In base all’art. 616 del codice di procedura penale, la dichiarazione di inammissibilità del ricorso comporta la condanna del ricorrente al pagamento delle spese processuali e di una somma in favore della Cassa delle ammende, che in questo caso è stata fissata a 3.000,00 euro.
Testo del provvedimento
Ordinanza di Cassazione Penale Sez. 7 Num. 43214 Anno 2023
Penale Ord.

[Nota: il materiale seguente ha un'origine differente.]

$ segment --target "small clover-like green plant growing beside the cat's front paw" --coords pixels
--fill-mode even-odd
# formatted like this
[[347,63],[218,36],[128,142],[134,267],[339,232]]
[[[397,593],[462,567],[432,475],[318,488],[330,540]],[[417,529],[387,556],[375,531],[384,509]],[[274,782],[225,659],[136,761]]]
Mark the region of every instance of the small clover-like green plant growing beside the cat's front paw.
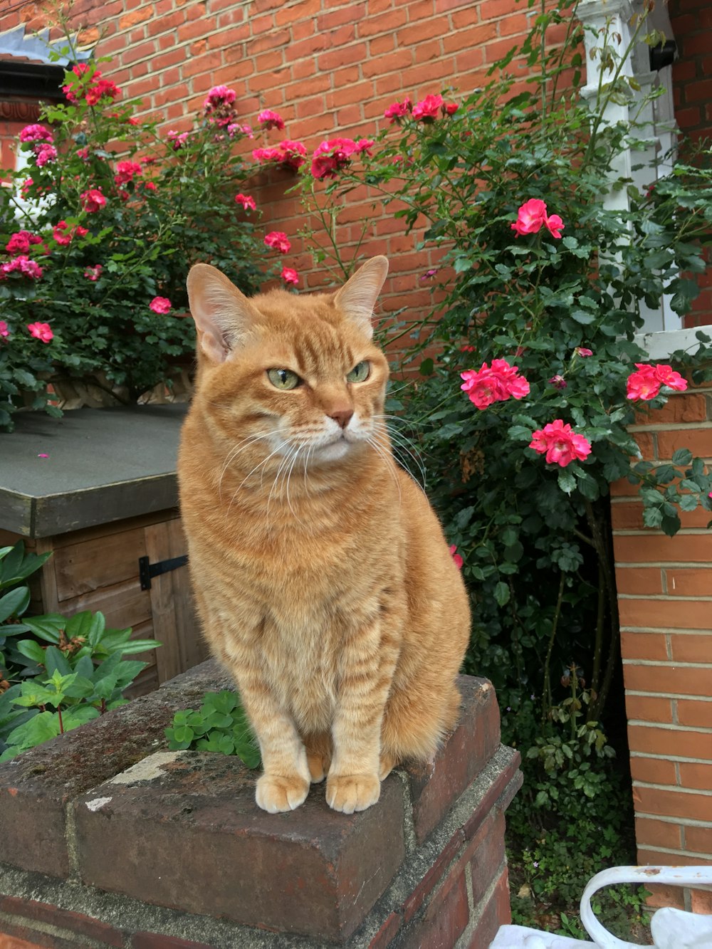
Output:
[[259,747],[240,698],[228,689],[207,692],[198,712],[177,712],[165,735],[172,751],[195,748],[236,754],[248,768],[259,768],[261,763]]

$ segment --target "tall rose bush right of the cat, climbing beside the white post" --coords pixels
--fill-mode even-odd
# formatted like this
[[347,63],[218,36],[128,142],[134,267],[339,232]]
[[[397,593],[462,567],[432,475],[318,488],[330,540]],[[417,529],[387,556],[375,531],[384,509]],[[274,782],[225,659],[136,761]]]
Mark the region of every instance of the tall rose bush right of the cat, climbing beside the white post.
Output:
[[[604,121],[608,103],[630,92],[609,37],[598,42],[613,64],[610,84],[594,102],[576,88],[583,28],[574,8],[542,13],[497,65],[499,78],[459,102],[431,93],[388,105],[361,166],[338,165],[327,181],[313,166],[303,174],[310,210],[329,224],[362,185],[406,230],[424,226],[422,247],[440,249],[440,267],[423,279],[445,291],[443,303],[395,333],[418,340],[403,358],[420,380],[402,418],[473,591],[471,668],[516,710],[532,694],[551,706],[553,670],[574,661],[593,719],[619,642],[609,483],[638,483],[646,525],[668,533],[680,508],[712,509],[702,461],[681,450],[672,464],[636,462],[628,432],[636,412],[687,384],[650,364],[635,333],[644,304],[665,292],[684,313],[698,292],[689,272],[704,270],[712,174],[680,160],[654,189],[616,180],[617,158],[641,133]],[[567,40],[550,49],[547,30],[561,23]],[[514,95],[507,65],[516,55],[532,76],[531,91]],[[565,70],[573,88],[561,95]],[[605,207],[612,187],[627,189],[629,210]],[[712,350],[698,337],[702,364]]]

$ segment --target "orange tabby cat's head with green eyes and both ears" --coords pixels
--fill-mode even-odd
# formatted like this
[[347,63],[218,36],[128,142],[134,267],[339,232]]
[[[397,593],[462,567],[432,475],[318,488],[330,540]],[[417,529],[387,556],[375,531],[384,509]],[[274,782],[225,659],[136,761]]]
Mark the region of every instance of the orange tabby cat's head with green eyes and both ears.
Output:
[[371,320],[387,270],[385,257],[372,257],[335,293],[248,299],[214,267],[193,267],[197,400],[210,406],[220,437],[254,437],[266,455],[309,465],[376,437],[388,366]]

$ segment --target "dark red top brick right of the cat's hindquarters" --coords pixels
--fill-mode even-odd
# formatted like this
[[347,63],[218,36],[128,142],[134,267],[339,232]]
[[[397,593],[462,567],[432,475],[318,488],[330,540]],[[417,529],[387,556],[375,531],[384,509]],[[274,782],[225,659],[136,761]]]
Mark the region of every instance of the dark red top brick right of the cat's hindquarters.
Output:
[[[460,677],[462,712],[455,733],[436,755],[435,766],[409,772],[413,819],[419,842],[435,828],[462,791],[497,751],[499,709],[486,679]],[[478,721],[478,727],[473,724]]]

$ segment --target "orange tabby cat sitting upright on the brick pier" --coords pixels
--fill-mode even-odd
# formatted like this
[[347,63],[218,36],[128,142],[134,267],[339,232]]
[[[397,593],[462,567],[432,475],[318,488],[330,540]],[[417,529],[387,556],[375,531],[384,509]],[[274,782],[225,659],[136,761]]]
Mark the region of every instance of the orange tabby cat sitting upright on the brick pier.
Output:
[[247,299],[188,277],[197,392],[178,458],[203,630],[262,752],[256,800],[331,808],[379,798],[432,758],[459,715],[469,607],[438,519],[394,463],[371,316],[388,262],[334,294]]

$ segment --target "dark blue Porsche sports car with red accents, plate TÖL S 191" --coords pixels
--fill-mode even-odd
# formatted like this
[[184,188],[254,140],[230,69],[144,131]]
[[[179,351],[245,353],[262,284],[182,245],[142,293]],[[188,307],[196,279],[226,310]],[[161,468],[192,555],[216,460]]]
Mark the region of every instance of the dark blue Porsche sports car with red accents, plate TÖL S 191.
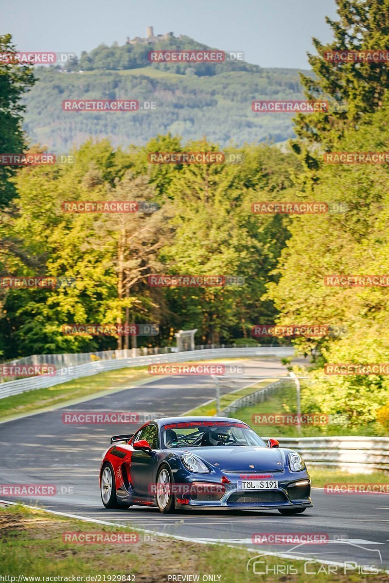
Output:
[[312,506],[304,460],[229,417],[169,417],[111,437],[100,468],[106,508],[278,510]]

Sez. 7 Num. 43214 Anno 2023
Presidente: COGNOME NOME COGNOME NOME
Relatore: COGNOME NOME
Data Udienza: 04/10/2023
ORDINANZA
sul ricorso proposto da: COGNOME NOME NOME a FORLI’ il DATA_NASCITA
avverso la sentenza del 25/05/2022 della CORTE APPELLO di BOLOGNA
dato avviso alle parti;
udita la relazione svolta dal Consigliere NOME COGNOME;
RITENUTO IN FATTO E CONSIDERATO IN DIRITTO
che con la sentenza in epigrafe la Corte di appello di Bologna ha confermato la sentenza del Tribunale di Ravenna del 14 maggio 2021 che aveva affermato la penale responsabilità di NOME COGNOME per il reato di furto aggravato continuato e l’aveva condannata alla pena di giustizia;
che il primo motivo e il secondo motivo di ricorso dell’imputata, i quali possono essere trattati congiuntamente, con cui si lamenta il vizio della motivazione in ordine, rispettivamente, alla possibilità che altre dipendenti potessero utilizzare il profilo dell’imputata per commettere i furti all’asserit sottrazione di un Gratta e Vinci da C 1.000,00, sono inammissibili perché entrambi fondati su motivi che si risolvono nella pedissequa reiterazione di quelli già dedotti in appello e puntualmente disattesi dalla Corte di merito, dovendosi gli stessi considerare non specifici, omettendo di assolvere la tipica funzione di una critica argomentata avverso la sentenza oggetto di ricorso, oltre ad essere costituiti da mere doglianze in punto di fatto;
che il terzo motivo di ricorso dell’imputata, che si duole dell’erronea applicazione della legge in relazione all’utilizzabilità della relazione di consulenza tecnica d’ufficio svolta nell’ambito del procedimento civile, non è consentito dalla legge in sede di legittimità in quanto sprovvisto della prova di resistenza, atteso che questa Corte ha affermato che nell’ipotesi in cui con il ricorso per cassazione si lamenti l’inutilizzabilità di un elemento a carico, il motivo di impugnazione deve illustrare, a pena di inammissibilità per aspecificità, l’incidenza dell’eventuale eliminazione del predetto elemento ai fini della cosiddetta «prova di resistenza», in quanto gli elementi di prova acquisiti illegittimamente diventano irrilevanti ed ininfluenti se, nonostante la loro espunzione, le residue risultanze risultino sufficienti a giustificare l’identico convincimento (Sez. 2, n. 7986 del 18/11/2016, La Gumina e altro, Rv. 269218);
che all’inammissibilità del ricorso consegue la condanna della ricorrente al pagamento delle spese processuali e, ai sensi dell’art. 616, comma 1, cod. proc. pen., al pagamento in favore della Cassa delle ammende di una somma che si reputa equo fissare in euro 3.000,00;
P.Q.M.
Dichiara inammissibile il ricorso e condanna la ricorrente al pagamento delle spese
processuali e della somma di euro tremila in favore della Cassa delle ammende. Così deciso il 04/10/2023.